If you've done everything that you know of and you have put in the time and work but there's still something holding you back, don't worry it probably isn't your fault. And now there is an answer. Visual Impact Muscle Building uses a detailed 3 phase plan, where each phase "builds upon" the previous phase...creating a razor sharp physique by the end of the last phase!
The Workout Plan
Your training will be split into three phases, each phase is designed to give you a specific look, or affect your body in a specific way. Each phase builds on the last, leading toward that 'Hollywood Lean' look (think Brad Pit in Fight Club or Taylor Lautner in Twilight).
Rusty recommends that each phase lasts about 2 months, but gives guidelines for how you can change the lengths depending on where you start, how quick you adapt and how your muscle building develops. As I said in the first review, knowing how to individualise your program is hugely valuable and takes this program from a '1 size fits all' (and therefore perfect for nobody) to 'truly effective for you'.
Phase 1: Building New Muscles
The first phase is all about massive muscle growth. Rusty sets out a plan that forces your muscles to grow as much as they possibly can, every session will be pushing your body and your muscles to new limits.
During this first phase you will be doing a type of routine that builds cumulative fatigue. This is a method that is well proven in the weight room and pretty much guaranteed to give you decent results, as long as you truly put the effort in. After all you can't expect your muscles to grow if you don't push them! I would expect you to leave the gym after each of these sessions feeling truly 'worked', but also feeling satisfied that you have pushed yourself just that little bit further toward your goal.
One thing that I feel was missed was an explicit mention of logging your results for the purposes of knowing how and when to progress, and to monitor your progress. I guess this is explicit in the printable workout plans, but I would have liked to see it expressed more clearly.
As Rusty explains his rationale for the design of the routine, he lays out why it makes sense to group muscles together during this growth phase, and then to separate them during the strength and muscle density phases. I agree with this reasoning, and find that the progress you can make when you have grouped your workouts like this is greater than reversing it.
How Rusty's Fitness Program Can Help You
Phase 2: Muscle 'Hardness' Foundation
In Phase 2 you are going to take your newly grown muscles and make them look harder, whilst maintaining the mass you have developed. This is a trick that many miss, when going from a growth phase to a shaping, or cutting phase. Most trainees think that you must go higher reps to produce 'tone', but some advanced trainers know differently, and Rusty is one of them.
I have never truly understood the 'high reps for toning' routines, all you have to do is look at various types of athletes to see what the effects of high rep and low rep training will be.
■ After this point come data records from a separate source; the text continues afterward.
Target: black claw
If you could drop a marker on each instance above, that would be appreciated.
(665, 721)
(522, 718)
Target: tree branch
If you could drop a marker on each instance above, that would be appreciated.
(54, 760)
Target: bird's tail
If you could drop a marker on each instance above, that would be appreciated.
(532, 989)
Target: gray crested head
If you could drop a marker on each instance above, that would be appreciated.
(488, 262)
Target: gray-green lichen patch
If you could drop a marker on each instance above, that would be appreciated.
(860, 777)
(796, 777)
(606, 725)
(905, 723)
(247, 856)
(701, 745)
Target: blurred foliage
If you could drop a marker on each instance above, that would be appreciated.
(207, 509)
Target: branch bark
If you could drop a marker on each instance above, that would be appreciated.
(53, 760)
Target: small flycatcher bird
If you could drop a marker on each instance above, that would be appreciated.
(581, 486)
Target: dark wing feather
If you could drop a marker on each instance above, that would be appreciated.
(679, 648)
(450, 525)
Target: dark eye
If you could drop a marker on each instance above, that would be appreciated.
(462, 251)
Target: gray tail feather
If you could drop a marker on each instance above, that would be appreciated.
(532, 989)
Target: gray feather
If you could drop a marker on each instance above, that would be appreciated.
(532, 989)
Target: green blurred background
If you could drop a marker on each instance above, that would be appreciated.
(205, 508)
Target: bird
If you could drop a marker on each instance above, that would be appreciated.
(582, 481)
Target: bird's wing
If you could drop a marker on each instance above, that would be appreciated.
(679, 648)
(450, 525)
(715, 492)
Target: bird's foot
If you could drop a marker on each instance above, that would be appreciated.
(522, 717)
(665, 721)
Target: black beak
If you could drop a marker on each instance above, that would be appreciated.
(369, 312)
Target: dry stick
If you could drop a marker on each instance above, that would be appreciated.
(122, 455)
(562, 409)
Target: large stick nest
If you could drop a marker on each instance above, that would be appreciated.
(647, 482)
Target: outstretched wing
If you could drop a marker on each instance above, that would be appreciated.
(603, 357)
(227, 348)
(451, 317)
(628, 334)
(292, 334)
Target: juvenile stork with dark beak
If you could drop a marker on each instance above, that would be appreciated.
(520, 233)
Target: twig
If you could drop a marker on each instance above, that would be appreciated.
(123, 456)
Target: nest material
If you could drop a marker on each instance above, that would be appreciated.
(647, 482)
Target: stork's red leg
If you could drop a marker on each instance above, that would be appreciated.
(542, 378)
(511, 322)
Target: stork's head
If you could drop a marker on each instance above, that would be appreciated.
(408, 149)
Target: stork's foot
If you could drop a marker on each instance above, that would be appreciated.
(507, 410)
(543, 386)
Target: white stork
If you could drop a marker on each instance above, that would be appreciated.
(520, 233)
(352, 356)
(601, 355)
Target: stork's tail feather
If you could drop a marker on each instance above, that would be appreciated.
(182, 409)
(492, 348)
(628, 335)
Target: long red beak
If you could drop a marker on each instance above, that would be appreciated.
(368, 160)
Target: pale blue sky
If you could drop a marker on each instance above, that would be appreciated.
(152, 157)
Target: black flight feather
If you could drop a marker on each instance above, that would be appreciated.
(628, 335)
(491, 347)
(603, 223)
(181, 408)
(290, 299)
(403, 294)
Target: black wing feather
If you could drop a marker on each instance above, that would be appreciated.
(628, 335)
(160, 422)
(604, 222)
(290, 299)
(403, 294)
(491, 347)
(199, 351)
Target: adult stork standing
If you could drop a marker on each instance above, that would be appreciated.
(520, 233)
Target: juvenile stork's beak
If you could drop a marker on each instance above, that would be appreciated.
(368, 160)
Want to look thin and weedy? Do high reps like a marathon runner or professional cyclist. Want to look like a sprinter? Do lower reps, keep the intensity high, and mix in some High Intensity Interval Training (anyone who's ever done some 200m or 400m training will know what I'm talking about here).
What Rusty does in this phase is blend the effects of the first and third phases. Creating a mix of new muscle growth and forcing the existing muscle to look and feel harder, more dense.
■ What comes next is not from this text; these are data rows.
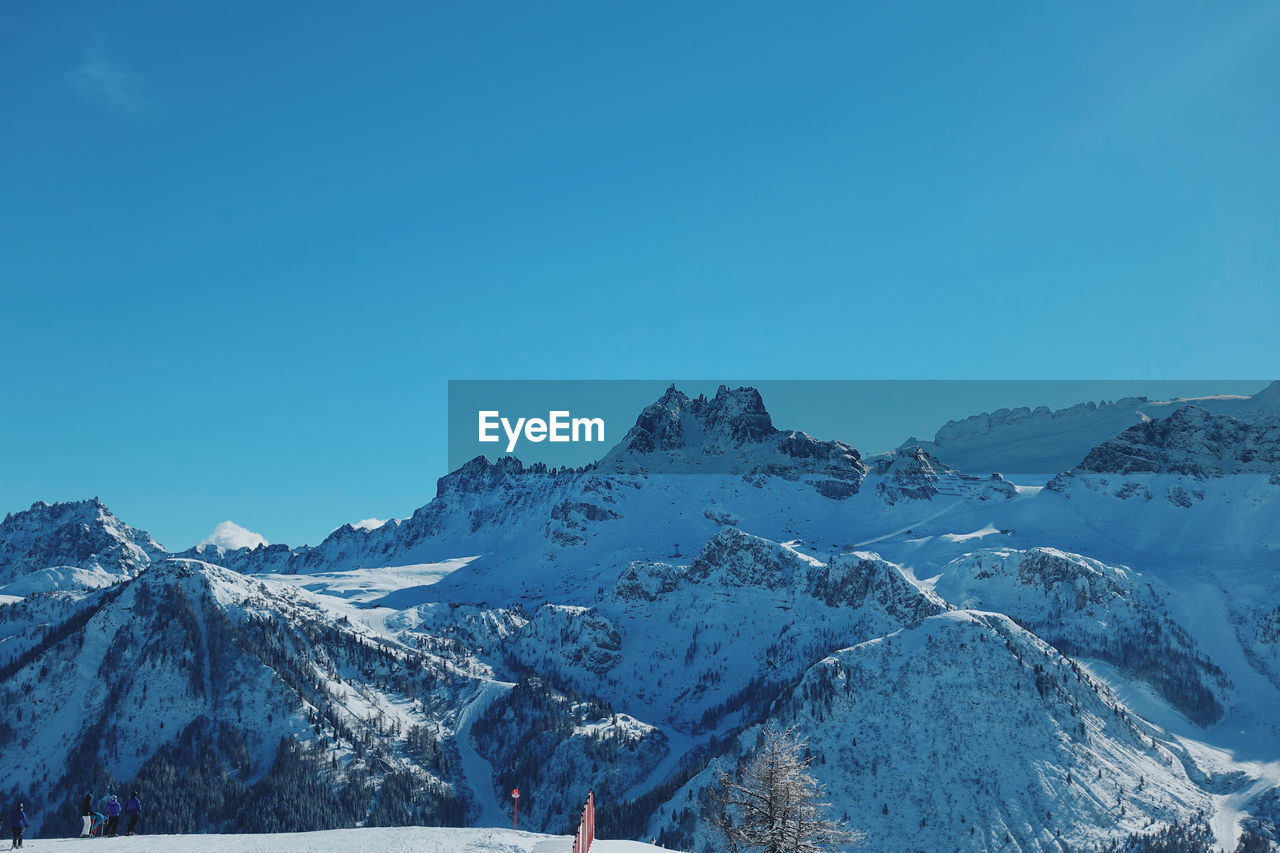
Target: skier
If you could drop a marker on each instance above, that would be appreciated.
(133, 808)
(87, 813)
(18, 822)
(113, 817)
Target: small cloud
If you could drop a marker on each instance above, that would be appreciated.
(231, 536)
(100, 80)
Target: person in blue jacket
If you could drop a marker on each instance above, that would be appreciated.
(133, 808)
(17, 822)
(113, 817)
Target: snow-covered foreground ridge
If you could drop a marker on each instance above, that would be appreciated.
(976, 665)
(408, 839)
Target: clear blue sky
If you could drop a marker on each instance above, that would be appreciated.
(243, 246)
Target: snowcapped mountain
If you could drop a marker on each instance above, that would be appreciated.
(1045, 442)
(977, 665)
(918, 734)
(60, 538)
(192, 665)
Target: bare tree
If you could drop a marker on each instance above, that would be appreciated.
(775, 804)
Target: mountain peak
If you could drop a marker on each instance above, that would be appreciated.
(1193, 442)
(673, 422)
(77, 533)
(730, 433)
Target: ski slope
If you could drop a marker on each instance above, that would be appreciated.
(400, 839)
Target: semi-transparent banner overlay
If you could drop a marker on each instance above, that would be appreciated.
(1029, 429)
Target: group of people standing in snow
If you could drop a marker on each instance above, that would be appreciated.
(96, 824)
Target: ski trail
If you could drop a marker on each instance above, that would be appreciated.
(1228, 808)
(476, 770)
(679, 746)
(918, 523)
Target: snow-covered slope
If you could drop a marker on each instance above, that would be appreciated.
(407, 839)
(82, 534)
(191, 662)
(1043, 442)
(1061, 667)
(967, 731)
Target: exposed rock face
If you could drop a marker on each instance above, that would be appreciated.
(913, 474)
(730, 433)
(1191, 442)
(83, 534)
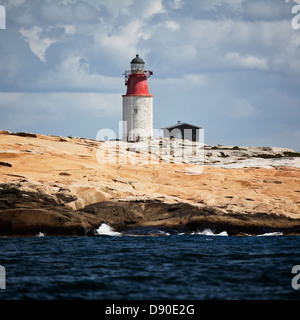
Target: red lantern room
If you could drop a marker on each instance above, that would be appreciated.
(136, 78)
Phase 3: Maximum Muscle Density
You can think of this phase as preparing your muscles to look 'shrink wrapped'. What does this mean?
It means that you are going to take the growth and pre-hardness you developed in the first two phases and cut that fat off, whilst making the muscles look harder. Think of it like this; you're going from soft but big muscles to hard, full and useful muscles. This is the look that power and explosive athletes develop. If you've ever seen a martial artist at the peak of fitness during a contest you'll know what I mean.
During this phase of your training you'll be training your muscles and your nervous system to make those muscles look rock hard. Your strength will go through the roof, and you'll leave the gym feeling like you could lift the world on you back, and have energy to spare. For anyone that's never experienced this type of training effect, it's superb, and addictive.
By combining all 3 phases, I was able to reveal a really nice muscle tone on my body, and I had certainly not been able to get my body fat percentage down so low before by following other training programs before. The truth is that most people are not able to achieve the lean body type that they have always wanted because most bodybuilding and muscle fitness programs are built on the wrong foundations. I have discovered that the typical training program is correct in the sense that they will help you put on more muscle on your body, but the important thing is which part of your body your muscles go onto.
Visual Impact is not promising to add large amounts of mass to your frame. If that is the type of muscle building program you are looking for then this is probably not the program for you. What you can expect if you do the work set out in this 72 page E-book is a lean, fit and muscular physique that looks awesome.